Map 1 shows the actual positions held as of 1959 (extreme left), the Chinese claim line of 1959 (in the middle), and the acquired lines with the massive 1962. The line to the extreme right is the one that includes the territory Zhou claimed as belonging to China in his talks with Nehru in 1960. 

Map 2 shows the extent and scale of cartographic aggression by the Chinese between 1959 and 1960 before actualising it on the ground with troops in the 1962 war. This incidentally includes the Galwan valley, which was never physically possessed by the Chinese till this summer leading to the clash of June 15.  

Map 3 shows the massive border infrastructure built by the Chinese between 1959 and 1962 as a build-up to the war clearly suggesting a meticulous plan to execute the war with clear military objectives in pursuit of actualizing the cartographic aggression on the maps. 

Map 4 shows the positions of Chinese posts as on September 8, 1962, just before they launched the invasion to actualize their cartographic aggression of 1959. The line to the extreme right shows the area that was captured by them before announcing a ceasefire on November 21, 1962. The line in the middle is the line to which the Chinese withdrew. Note the interesting bit that by their own admission they pulled back behind the Galwan valley, which is facing fresh claims in 2020. 

Map 5 shows the demilitarized zone that India would have had to create had we accepted the November 21, 1962 proposal actualizing the 1959 claim line. India’s defence outposts like Daulat Beg Oldie (DBO) that crucially defends the Karakoram Pass, or Burtse, where the Indian Army has a base or Chushul where we have a garrison and has provided us advantage in the late August action by occupying heights in Kailash ranges to deter China – all would not have been with us. 

I have shown through this piece China’s date-wise cartographic creep, even as, at the diplomatic level, the Chinese continued to obfuscate on the exact boundary. The story has not changed since 1993 when the latest round of border talks began. Basically, where the LAC stands depends on China’s capacity to project power, and existing leadership’s willingness to push the envelope rather than international rule of law, or long-existing customs and traditions on boundary issues. I come back to where I began.

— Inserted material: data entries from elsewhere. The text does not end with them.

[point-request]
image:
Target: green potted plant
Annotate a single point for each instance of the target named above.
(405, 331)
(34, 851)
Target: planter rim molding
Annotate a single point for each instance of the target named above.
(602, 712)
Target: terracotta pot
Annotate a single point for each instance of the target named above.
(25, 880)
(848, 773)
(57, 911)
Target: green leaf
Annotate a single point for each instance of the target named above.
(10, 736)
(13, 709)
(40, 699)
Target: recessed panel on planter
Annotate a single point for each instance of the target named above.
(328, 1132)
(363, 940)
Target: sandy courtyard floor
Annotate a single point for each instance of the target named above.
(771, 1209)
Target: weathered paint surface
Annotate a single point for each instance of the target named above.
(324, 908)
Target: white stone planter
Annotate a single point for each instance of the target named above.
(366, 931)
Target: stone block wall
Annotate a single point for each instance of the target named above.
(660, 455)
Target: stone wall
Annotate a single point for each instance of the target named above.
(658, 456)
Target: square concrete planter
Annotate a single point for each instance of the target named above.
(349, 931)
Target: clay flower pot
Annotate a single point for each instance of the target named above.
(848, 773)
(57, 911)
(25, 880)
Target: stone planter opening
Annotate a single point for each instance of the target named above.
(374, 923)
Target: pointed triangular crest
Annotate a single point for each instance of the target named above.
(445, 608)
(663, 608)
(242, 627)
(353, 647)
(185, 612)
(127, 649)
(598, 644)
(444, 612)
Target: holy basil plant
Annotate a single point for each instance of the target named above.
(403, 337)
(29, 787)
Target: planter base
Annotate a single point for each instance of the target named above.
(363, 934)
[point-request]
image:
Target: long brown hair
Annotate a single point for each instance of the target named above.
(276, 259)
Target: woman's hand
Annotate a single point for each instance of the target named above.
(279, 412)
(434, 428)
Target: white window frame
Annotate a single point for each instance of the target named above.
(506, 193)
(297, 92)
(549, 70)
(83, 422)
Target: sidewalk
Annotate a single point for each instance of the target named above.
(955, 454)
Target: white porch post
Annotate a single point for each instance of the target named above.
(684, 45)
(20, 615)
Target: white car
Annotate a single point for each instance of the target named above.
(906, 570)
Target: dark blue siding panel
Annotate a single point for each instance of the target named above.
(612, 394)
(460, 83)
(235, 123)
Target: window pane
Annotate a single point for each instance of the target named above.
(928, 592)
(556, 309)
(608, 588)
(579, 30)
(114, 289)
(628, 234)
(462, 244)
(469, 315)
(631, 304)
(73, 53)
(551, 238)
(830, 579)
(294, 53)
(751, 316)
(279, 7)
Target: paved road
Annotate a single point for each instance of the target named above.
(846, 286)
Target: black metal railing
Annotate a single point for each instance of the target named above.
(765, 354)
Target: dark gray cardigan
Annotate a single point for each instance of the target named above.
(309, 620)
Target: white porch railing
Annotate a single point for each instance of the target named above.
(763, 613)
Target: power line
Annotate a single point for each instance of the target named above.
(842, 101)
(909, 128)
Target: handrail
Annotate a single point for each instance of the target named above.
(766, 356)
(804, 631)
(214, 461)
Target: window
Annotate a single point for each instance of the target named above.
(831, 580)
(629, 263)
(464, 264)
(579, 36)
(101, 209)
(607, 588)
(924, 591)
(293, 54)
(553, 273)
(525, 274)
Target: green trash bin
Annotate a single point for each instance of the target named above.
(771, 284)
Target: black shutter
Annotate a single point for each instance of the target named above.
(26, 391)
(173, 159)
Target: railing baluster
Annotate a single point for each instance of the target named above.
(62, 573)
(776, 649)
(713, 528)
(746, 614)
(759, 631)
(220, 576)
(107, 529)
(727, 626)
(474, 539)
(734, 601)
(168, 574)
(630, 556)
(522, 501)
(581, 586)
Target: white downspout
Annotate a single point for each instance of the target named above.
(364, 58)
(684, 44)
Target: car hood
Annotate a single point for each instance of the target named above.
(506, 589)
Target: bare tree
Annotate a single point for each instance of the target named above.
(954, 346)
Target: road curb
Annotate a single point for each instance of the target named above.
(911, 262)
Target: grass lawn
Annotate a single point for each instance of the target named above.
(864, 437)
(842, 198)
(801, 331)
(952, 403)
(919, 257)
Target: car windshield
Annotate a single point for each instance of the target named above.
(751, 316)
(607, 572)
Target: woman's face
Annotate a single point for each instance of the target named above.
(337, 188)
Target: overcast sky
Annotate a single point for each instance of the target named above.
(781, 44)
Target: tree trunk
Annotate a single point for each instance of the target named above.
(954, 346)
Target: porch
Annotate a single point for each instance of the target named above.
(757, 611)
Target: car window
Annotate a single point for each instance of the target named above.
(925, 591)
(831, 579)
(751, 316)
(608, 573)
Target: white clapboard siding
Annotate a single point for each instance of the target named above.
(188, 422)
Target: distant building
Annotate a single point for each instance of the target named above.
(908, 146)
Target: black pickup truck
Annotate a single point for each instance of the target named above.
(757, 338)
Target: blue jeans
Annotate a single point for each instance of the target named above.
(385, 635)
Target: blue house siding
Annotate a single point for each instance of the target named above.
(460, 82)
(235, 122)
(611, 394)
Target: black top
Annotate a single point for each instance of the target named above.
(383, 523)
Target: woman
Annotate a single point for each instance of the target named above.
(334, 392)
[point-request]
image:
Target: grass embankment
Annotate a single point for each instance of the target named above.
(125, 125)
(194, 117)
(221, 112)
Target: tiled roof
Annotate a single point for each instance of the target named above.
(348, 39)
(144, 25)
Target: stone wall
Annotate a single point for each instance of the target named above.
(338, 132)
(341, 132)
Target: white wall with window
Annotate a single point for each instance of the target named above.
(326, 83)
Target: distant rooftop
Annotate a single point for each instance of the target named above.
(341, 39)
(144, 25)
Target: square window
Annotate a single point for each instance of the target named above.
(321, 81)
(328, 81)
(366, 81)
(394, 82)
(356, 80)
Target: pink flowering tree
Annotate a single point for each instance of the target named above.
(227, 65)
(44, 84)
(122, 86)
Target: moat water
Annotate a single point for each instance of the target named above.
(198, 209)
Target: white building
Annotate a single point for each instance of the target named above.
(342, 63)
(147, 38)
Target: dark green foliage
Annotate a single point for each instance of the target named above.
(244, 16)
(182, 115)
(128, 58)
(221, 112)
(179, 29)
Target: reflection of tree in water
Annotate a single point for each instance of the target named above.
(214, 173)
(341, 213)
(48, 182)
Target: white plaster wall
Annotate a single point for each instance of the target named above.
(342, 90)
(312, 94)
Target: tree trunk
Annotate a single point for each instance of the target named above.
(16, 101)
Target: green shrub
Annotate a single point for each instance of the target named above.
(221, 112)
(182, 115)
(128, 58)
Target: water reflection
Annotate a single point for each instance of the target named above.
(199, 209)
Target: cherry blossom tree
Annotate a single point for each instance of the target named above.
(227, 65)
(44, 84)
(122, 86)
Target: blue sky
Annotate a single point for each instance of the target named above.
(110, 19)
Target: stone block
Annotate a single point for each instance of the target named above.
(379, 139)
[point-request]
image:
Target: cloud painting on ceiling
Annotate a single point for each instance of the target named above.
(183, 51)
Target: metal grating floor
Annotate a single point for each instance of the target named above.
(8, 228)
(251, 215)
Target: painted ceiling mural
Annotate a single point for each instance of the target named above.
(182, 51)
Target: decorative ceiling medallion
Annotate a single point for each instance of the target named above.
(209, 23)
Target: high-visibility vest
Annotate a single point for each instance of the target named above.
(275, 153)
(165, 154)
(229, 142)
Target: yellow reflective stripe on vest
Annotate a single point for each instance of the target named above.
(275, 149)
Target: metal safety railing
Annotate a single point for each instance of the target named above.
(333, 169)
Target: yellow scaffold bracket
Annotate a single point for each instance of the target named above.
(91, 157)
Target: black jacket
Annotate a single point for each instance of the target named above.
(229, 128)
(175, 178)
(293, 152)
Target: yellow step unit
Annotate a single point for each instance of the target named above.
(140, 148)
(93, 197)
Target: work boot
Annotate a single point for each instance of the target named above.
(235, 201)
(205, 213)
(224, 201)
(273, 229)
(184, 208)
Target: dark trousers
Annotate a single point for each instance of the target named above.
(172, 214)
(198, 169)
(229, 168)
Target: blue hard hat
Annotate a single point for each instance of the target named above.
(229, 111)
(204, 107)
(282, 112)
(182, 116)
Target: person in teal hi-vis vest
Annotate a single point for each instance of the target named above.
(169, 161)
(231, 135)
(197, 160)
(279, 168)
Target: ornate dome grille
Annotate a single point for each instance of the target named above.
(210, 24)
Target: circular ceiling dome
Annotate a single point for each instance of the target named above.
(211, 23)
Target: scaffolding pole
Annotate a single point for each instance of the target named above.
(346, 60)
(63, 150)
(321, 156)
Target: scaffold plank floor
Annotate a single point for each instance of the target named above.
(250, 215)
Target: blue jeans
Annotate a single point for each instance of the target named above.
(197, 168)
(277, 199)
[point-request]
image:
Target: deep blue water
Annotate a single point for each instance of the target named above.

A few days after writing the letter to Nehru – which by the way went unanswered – Patel was addressing a gathering of the Central Aryan Association in Delhi on Arya Samaj founder Swami Dayanand Saraswati. “In this Kaliyug we shall return Ahimsa for Ahimsa. But if anybody resorts to force against us, we shall meet it with force,” Patel told the gathering. If Xi Jinping thought he will get a pass in the Himalayan passes this time, it might help to remind him, Prime Minister Narendra Modi conceived Sardar’s as the world’s tallest statue in Gujarat, perhaps reflective of the scale of the inspiration. And resolve.